Biringuccio calcination

Content: composition, formulas, stoichiometry

Level: introductory

Reference: Vannoccio Biringuccio, De La Pirotechnia (1540), translation by Cyril Stanley Smith & Martha Teach Gnudi (New York: Basic Books, 1959) Book I, chapter 4, p. 58.

Notes: Vannoccio Biringuccio's (1480-1539) De La Pirotechnia treated many of the applied arts and practical knowledge from which the science of chemistry evolved, particularly mining and metallurgy. I must credit Arthur Greenberg's book The Art of Chemistry (New York: Wiley, 2003), p. 60 for this exercise. Greenberg's book includes the passage on which this exercise is based and several illustrations from the Pirotechnia.

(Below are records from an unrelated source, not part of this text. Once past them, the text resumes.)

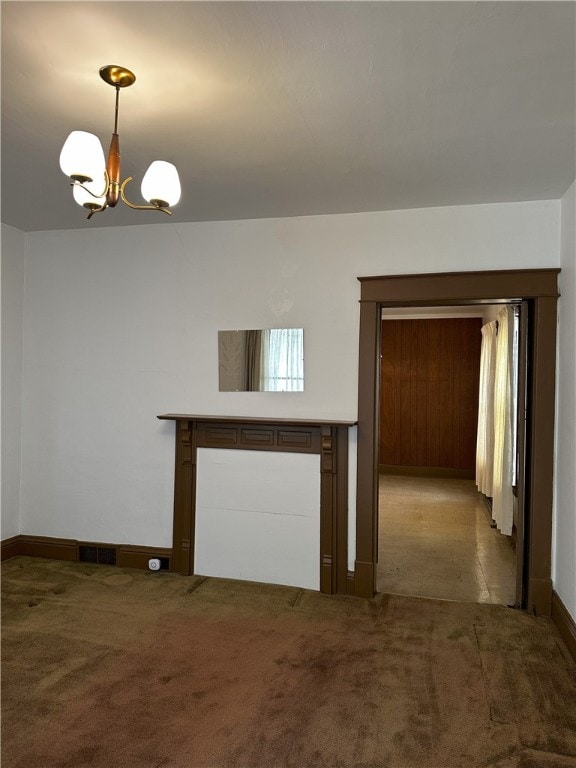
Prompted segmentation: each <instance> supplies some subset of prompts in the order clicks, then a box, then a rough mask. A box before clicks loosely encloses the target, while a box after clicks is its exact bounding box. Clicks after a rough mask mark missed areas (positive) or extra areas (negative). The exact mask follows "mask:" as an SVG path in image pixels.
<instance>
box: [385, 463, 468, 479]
mask: <svg viewBox="0 0 576 768" xmlns="http://www.w3.org/2000/svg"><path fill="white" fill-rule="evenodd" d="M378 471H379V472H380V474H381V475H402V476H403V477H452V478H455V479H458V480H473V479H474V477H475V474H474V472H472V471H470V470H469V469H452V468H449V467H411V466H404V465H402V464H379V465H378Z"/></svg>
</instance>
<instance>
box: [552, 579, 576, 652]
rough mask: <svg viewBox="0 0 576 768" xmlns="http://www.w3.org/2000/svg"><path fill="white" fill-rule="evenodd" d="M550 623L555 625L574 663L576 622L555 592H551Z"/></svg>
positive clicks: (575, 650)
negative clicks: (555, 625) (551, 607)
mask: <svg viewBox="0 0 576 768" xmlns="http://www.w3.org/2000/svg"><path fill="white" fill-rule="evenodd" d="M552 621H553V622H554V624H556V628H557V629H558V632H559V633H560V636H561V638H562V640H564V643H565V645H566V647H567V648H568V650H569V651H570V654H571V656H572V658H573V659H574V661H576V621H574V619H573V618H572V616H571V615H570V613H569V612H568V609H567V608H566V606H565V605H564V603H563V602H562V600H561V599H560V596H559V595H558V593H557V592H556V591H555V590H554V591H553V592H552Z"/></svg>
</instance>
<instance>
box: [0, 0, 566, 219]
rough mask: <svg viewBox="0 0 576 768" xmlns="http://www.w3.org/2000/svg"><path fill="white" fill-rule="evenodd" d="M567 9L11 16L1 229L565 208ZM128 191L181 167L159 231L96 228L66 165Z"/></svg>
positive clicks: (395, 9)
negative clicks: (357, 213) (160, 166)
mask: <svg viewBox="0 0 576 768" xmlns="http://www.w3.org/2000/svg"><path fill="white" fill-rule="evenodd" d="M574 11H575V3H574V2H422V3H421V2H355V1H353V2H198V3H197V2H98V3H92V2H61V3H58V2H56V3H53V2H3V3H2V220H3V221H4V222H6V223H8V224H11V225H13V226H15V227H18V228H20V229H23V230H37V229H66V228H83V227H98V226H115V225H125V224H140V223H151V222H162V223H169V222H170V221H209V220H227V219H243V218H261V217H270V216H299V215H310V214H322V213H342V212H355V211H373V210H390V209H399V208H415V207H428V206H441V205H453V204H455V205H459V204H469V203H489V202H502V201H512V200H533V199H549V198H559V197H561V196H562V195H563V193H564V192H565V191H566V189H567V188H568V187H569V186H570V184H571V183H572V181H573V180H574V177H575V175H576V172H575V88H576V87H575V69H576V67H575V14H574ZM104 64H120V65H122V66H125V67H128V68H130V69H132V70H133V71H134V72H135V73H136V76H137V82H136V84H135V85H134V86H133V87H131V88H129V89H125V90H123V91H122V92H121V95H120V123H119V133H120V141H121V147H122V171H123V177H125V176H128V175H130V176H134V177H135V181H134V182H132V184H131V185H129V186H128V189H127V193H128V194H129V196H130V197H132V198H135V201H137V202H141V200H140V196H139V181H140V179H141V178H142V175H143V173H144V171H145V169H146V167H147V165H148V163H149V162H150V161H151V160H153V159H165V160H170V161H172V162H174V163H175V164H176V165H177V167H178V169H179V171H180V175H181V180H182V187H183V196H182V201H181V203H180V204H179V206H178V207H177V208H175V209H174V216H173V217H172V219H169V218H168V217H167V216H165V215H164V214H162V213H156V212H146V213H144V212H136V211H130V210H129V209H127V208H126V207H125V206H122V205H119V206H118V208H116V209H115V210H107V211H105V212H104V213H101V214H99V215H97V216H95V217H94V218H93V219H92V220H91V221H90V222H86V221H85V220H84V216H85V213H84V212H83V211H82V210H81V209H80V208H79V207H78V206H77V205H76V204H75V203H74V202H73V200H72V195H71V192H70V189H69V187H68V184H67V181H66V179H65V177H64V176H63V175H62V173H61V172H60V170H59V167H58V157H59V153H60V148H61V145H62V143H63V141H64V139H65V138H66V136H67V134H68V133H69V132H70V131H71V130H72V129H74V128H81V129H84V130H89V131H92V132H94V133H97V134H98V135H99V137H100V139H101V140H102V143H103V145H104V147H105V149H106V148H107V145H108V143H109V137H110V134H111V132H112V127H113V112H114V90H113V89H112V88H111V87H110V86H108V85H106V84H105V83H104V82H103V81H102V80H101V79H100V77H99V75H98V70H99V68H100V67H101V66H102V65H104Z"/></svg>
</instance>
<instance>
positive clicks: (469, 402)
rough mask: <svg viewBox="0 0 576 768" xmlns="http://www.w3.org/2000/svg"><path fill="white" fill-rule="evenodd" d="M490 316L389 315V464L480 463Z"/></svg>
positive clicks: (423, 464)
mask: <svg viewBox="0 0 576 768" xmlns="http://www.w3.org/2000/svg"><path fill="white" fill-rule="evenodd" d="M481 326H482V320H481V319H480V318H464V319H461V318H455V319H438V320H383V321H382V346H381V376H380V455H379V462H380V464H383V465H394V466H405V467H439V468H446V469H458V470H468V471H470V472H473V471H474V468H475V462H476V431H477V424H478V388H479V377H480V344H481V332H480V329H481Z"/></svg>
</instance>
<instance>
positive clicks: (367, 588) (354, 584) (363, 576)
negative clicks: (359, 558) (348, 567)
mask: <svg viewBox="0 0 576 768" xmlns="http://www.w3.org/2000/svg"><path fill="white" fill-rule="evenodd" d="M374 567H375V566H374V563H372V562H365V561H362V560H356V562H355V563H354V594H355V596H356V597H367V598H369V599H372V597H374V593H375V591H376V590H375V589H374Z"/></svg>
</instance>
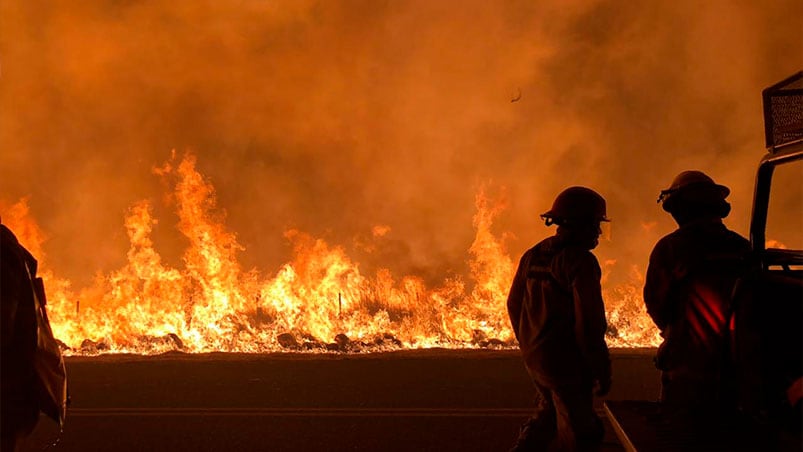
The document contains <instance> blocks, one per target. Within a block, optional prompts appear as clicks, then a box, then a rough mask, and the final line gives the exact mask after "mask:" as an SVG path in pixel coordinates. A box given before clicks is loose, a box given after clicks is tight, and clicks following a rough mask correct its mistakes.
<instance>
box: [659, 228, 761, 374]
mask: <svg viewBox="0 0 803 452" xmlns="http://www.w3.org/2000/svg"><path fill="white" fill-rule="evenodd" d="M749 264H750V242H749V241H748V240H747V239H745V238H744V237H742V236H740V235H739V234H737V233H735V232H733V231H730V230H728V229H727V228H726V227H725V225H724V224H723V223H722V220H721V219H719V218H706V219H701V220H697V221H693V222H690V223H688V224H685V225H682V226H681V227H680V228H678V229H677V230H676V231H675V232H673V233H671V234H669V235H667V236H665V237H664V238H662V239H661V240H660V241H659V242H658V243H657V244H656V245H655V248H654V249H653V251H652V254H651V255H650V264H649V267H648V268H647V279H646V283H645V286H644V302H645V304H646V306H647V312H648V313H649V315H650V316H651V317H652V319H653V321H654V322H655V325H656V326H657V327H658V329H659V330H660V331H661V335H662V336H663V338H664V342H663V344H662V345H661V347H660V348H659V351H658V356H657V358H656V364H657V365H658V368H659V369H661V370H664V371H672V372H675V373H679V374H682V375H686V376H688V377H692V378H698V379H706V378H716V377H717V375H718V374H719V373H720V371H721V370H722V365H723V360H724V359H725V357H726V356H727V354H728V351H729V350H728V340H729V339H728V338H729V322H730V318H731V309H732V308H731V296H732V293H733V289H734V285H735V283H736V280H737V278H739V277H740V276H742V275H744V274H745V272H746V271H747V269H748V268H749Z"/></svg>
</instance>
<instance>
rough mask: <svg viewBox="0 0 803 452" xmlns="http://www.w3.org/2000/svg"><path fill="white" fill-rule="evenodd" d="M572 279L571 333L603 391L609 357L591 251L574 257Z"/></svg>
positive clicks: (607, 387)
mask: <svg viewBox="0 0 803 452" xmlns="http://www.w3.org/2000/svg"><path fill="white" fill-rule="evenodd" d="M578 261H579V263H578V266H577V267H576V268H575V271H574V275H573V276H574V277H573V279H572V284H571V287H572V293H573V296H574V314H575V335H576V337H577V344H578V345H579V347H580V351H581V352H582V353H583V355H584V356H585V358H586V360H587V362H588V364H589V365H590V367H591V371H592V372H593V374H594V378H595V379H596V380H597V381H598V383H599V385H600V392H602V393H606V392H607V389H608V388H609V387H610V382H611V360H610V356H609V354H608V345H607V344H606V343H605V331H606V330H607V329H608V322H607V321H606V320H605V304H604V302H603V300H602V287H601V285H600V279H601V277H602V272H601V270H600V267H599V263H598V262H597V260H596V258H594V256H593V255H592V254H591V253H584V255H583V257H582V258H580V259H578Z"/></svg>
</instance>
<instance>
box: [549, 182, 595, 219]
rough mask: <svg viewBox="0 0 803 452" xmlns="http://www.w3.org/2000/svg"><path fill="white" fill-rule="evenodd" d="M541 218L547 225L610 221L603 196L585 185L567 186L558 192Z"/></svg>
mask: <svg viewBox="0 0 803 452" xmlns="http://www.w3.org/2000/svg"><path fill="white" fill-rule="evenodd" d="M541 218H543V219H544V220H545V221H546V224H547V226H549V225H551V224H553V223H557V224H561V223H565V222H570V223H577V222H594V221H610V220H608V218H607V217H606V210H605V198H603V197H602V196H600V194H599V193H597V192H595V191H594V190H592V189H590V188H586V187H569V188H567V189H566V190H563V191H562V192H560V194H559V195H558V197H557V198H555V202H554V203H552V208H551V209H549V211H548V212H545V213H543V214H542V215H541Z"/></svg>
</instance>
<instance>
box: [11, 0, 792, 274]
mask: <svg viewBox="0 0 803 452" xmlns="http://www.w3.org/2000/svg"><path fill="white" fill-rule="evenodd" d="M800 17H803V4H801V2H799V1H797V0H779V1H774V2H761V4H758V3H756V2H738V1H737V2H733V1H724V0H723V1H714V2H702V3H701V2H697V1H691V0H685V1H673V2H669V1H667V2H619V1H603V0H600V1H593V0H576V1H570V2H564V1H557V0H549V1H537V2H532V1H494V2H489V1H484V0H474V1H465V0H460V1H456V0H455V1H429V0H419V1H375V0H365V1H358V0H354V1H313V0H310V1H287V2H274V1H270V2H267V1H256V0H253V1H248V0H241V1H231V2H219V1H179V2H155V1H122V0H105V1H104V0H95V1H87V2H77V3H76V2H73V3H71V4H69V5H67V4H62V5H54V4H50V2H44V1H25V2H23V1H6V2H2V4H0V29H2V30H3V32H2V34H0V65H1V66H0V70H1V71H2V72H1V73H0V111H2V120H0V198H2V199H4V200H5V201H7V202H13V201H16V200H17V199H19V198H21V197H24V196H30V198H29V199H30V201H29V203H30V206H31V210H32V212H33V215H34V217H35V218H37V220H38V221H39V223H40V225H41V227H42V229H43V230H44V231H45V233H46V234H47V235H48V241H47V242H46V243H45V250H46V253H47V261H48V263H49V265H50V266H51V267H53V268H54V270H55V271H56V272H57V273H58V274H60V275H63V276H65V277H68V278H70V279H72V280H74V281H76V282H78V283H79V284H80V283H83V282H86V281H89V280H90V279H91V277H92V273H94V272H95V271H107V270H110V269H114V268H119V267H120V266H121V265H122V264H123V262H124V259H125V255H126V252H125V250H126V249H127V247H128V244H127V237H126V234H125V230H124V226H123V217H124V215H125V212H126V210H127V209H128V208H129V206H131V205H133V204H134V203H135V202H137V201H138V200H140V199H151V200H153V201H155V202H154V205H155V207H156V212H155V216H156V217H157V218H159V220H160V222H159V223H158V224H157V225H156V229H155V231H154V241H155V242H156V248H157V249H159V250H160V252H163V253H164V255H165V258H166V259H167V260H168V261H170V260H171V259H172V260H173V262H174V265H175V262H177V261H178V260H179V259H180V255H181V251H182V250H183V248H184V246H185V245H186V243H183V242H182V240H183V239H182V238H181V236H180V234H178V233H177V231H176V227H175V226H176V223H177V221H178V220H177V218H176V216H175V213H173V209H174V207H175V206H172V205H171V204H170V200H169V199H165V198H164V193H165V186H164V182H163V181H162V180H161V179H160V177H159V176H157V175H155V174H154V173H153V171H152V169H153V167H156V166H160V165H163V164H164V162H166V161H168V160H169V159H170V153H171V150H173V149H175V150H177V152H179V153H183V152H186V151H191V152H193V153H194V154H196V155H197V157H198V166H199V169H200V171H201V172H202V173H204V174H205V175H207V176H208V177H209V180H210V181H211V183H212V184H213V185H214V186H215V187H216V189H217V196H218V204H219V205H220V206H222V207H223V208H225V210H226V214H227V220H226V221H227V224H228V225H229V227H230V229H231V230H232V231H234V232H236V234H237V240H238V241H239V242H240V243H241V244H242V245H244V247H245V251H244V252H243V253H242V254H241V258H242V260H243V263H244V266H245V267H257V268H260V269H265V270H267V271H272V270H273V269H275V267H276V266H277V265H279V264H280V263H282V262H284V261H285V260H286V259H287V257H288V255H289V252H290V247H289V246H288V243H287V241H286V239H285V237H284V236H283V231H285V230H287V229H288V228H297V229H300V230H302V231H306V232H308V233H310V234H312V235H314V236H320V237H323V238H325V239H327V240H330V241H332V242H334V243H340V244H345V245H348V246H352V245H353V248H354V252H355V253H357V254H358V258H357V259H356V260H357V261H360V262H363V263H364V265H365V266H366V267H369V268H370V267H375V266H385V267H389V268H391V269H393V270H397V271H402V272H415V273H418V274H420V275H423V276H424V277H426V278H435V279H438V280H441V279H442V277H443V275H444V274H447V273H450V272H454V273H462V272H464V271H466V264H465V261H466V256H467V250H468V247H469V246H470V244H471V242H472V237H473V231H472V227H471V224H472V223H471V218H472V215H473V209H474V204H473V200H474V196H475V194H476V193H477V191H478V190H479V189H480V187H481V186H488V187H491V191H492V192H494V191H495V190H496V191H498V193H503V196H504V197H505V199H506V200H507V202H508V205H509V208H508V210H507V211H506V212H505V213H504V214H503V215H502V217H501V218H500V220H499V224H497V225H496V228H497V229H498V230H499V231H500V232H501V231H508V232H511V233H512V234H513V235H514V237H513V238H511V239H510V240H509V241H508V246H509V249H510V252H511V254H513V255H517V254H519V253H520V252H522V251H523V250H524V249H526V248H527V247H528V246H530V245H531V244H532V243H534V242H535V241H537V240H540V239H541V238H543V237H544V236H546V235H548V234H550V233H551V232H552V231H550V230H548V229H546V228H545V227H543V225H541V224H540V223H539V221H538V215H539V214H540V213H542V212H543V211H545V210H547V209H548V208H549V206H550V204H551V202H552V199H553V198H554V196H555V195H556V194H557V193H558V192H559V191H560V190H562V189H563V188H565V187H566V186H569V185H574V184H580V185H586V186H590V187H592V188H594V189H596V190H598V191H599V192H601V193H602V194H603V195H604V196H606V198H607V199H608V203H609V216H610V217H612V218H613V219H614V223H613V233H612V236H611V241H610V242H604V243H603V244H602V245H601V247H600V248H599V250H598V253H599V254H600V256H601V257H603V258H612V259H617V260H618V261H620V262H626V263H630V264H636V265H643V264H645V263H646V261H647V255H648V253H649V249H650V248H651V247H652V245H653V244H654V243H655V241H656V240H657V239H658V238H659V237H660V236H661V235H663V234H665V233H667V232H669V231H670V230H671V229H673V224H672V222H671V219H670V218H669V216H668V215H666V214H665V213H664V212H662V211H661V210H660V208H659V207H658V206H657V205H656V203H655V199H656V197H657V193H658V192H659V191H660V189H662V188H665V187H666V186H667V185H668V184H669V182H670V181H671V179H672V178H673V177H674V175H675V174H677V173H678V172H680V171H682V170H685V169H701V170H704V171H706V172H708V173H709V174H710V175H711V176H712V177H714V179H715V180H716V181H717V182H719V183H722V184H725V185H727V186H729V187H731V189H732V194H731V197H730V198H729V200H730V201H731V203H732V204H733V212H732V214H731V216H730V217H729V219H728V224H729V225H730V226H731V227H732V228H733V229H735V230H737V231H739V232H741V233H743V234H746V233H747V226H748V217H749V212H750V203H751V201H752V184H753V181H754V174H755V167H756V164H757V162H758V160H759V159H760V158H761V156H762V155H763V152H764V149H763V136H762V133H763V126H762V118H761V98H760V91H761V89H762V88H764V87H766V86H768V85H770V84H772V83H774V82H776V81H778V80H780V79H781V78H783V77H785V76H787V75H789V74H791V73H792V72H794V71H797V70H799V69H800V68H801V66H803V61H801V60H802V59H803V57H801V55H803V49H802V48H801V47H803V45H801V41H800V25H801V23H800V19H799V18H800ZM519 96H520V99H518V100H517V101H515V102H514V101H513V100H514V99H515V98H517V97H519ZM494 187H496V189H494ZM500 187H505V189H504V190H502V189H501V188H500ZM498 193H497V194H498ZM375 226H380V227H382V228H385V229H383V230H385V231H387V232H385V233H383V234H382V235H381V236H375V235H374V234H372V231H374V227H375ZM369 241H370V242H371V245H370V246H365V243H367V242H369ZM373 241H378V242H376V243H374V242H373Z"/></svg>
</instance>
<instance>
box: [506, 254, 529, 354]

Pedagogical note: Teachers may or may not wish to emphasize significant figures in this problem. Standard rules of thumb for significant figures would hold that the ratio has only one significant figure. That makes the formula PbO seemingly straightforwardly. A more careful examination of uncertainties would make the O:Pb ratio 1.2:1.0. (If we regard the uncertainty in oxygen content as +/- one part in nine, then one decimal place in the ratio better represents that uncertainty: that is, +/- one part in 12 as opposed to no decimal places with an implicit uncertainty of +/- one part in one.)

The fact that the ratio works out to be significantly greater than 1:1 is no cause for concern, although it means that this problem does not offer support for simple whole number ratios in inorganic compounds. Biringuccio's observation can hardly be considered a meticulous chemical analysis, so his numbers cannot be taken to be very precise. Furthermore, more oxygen than lead can be easily explained by the formation of higher oxides to a small but not negligible extent (contrary to what the exercise assumed).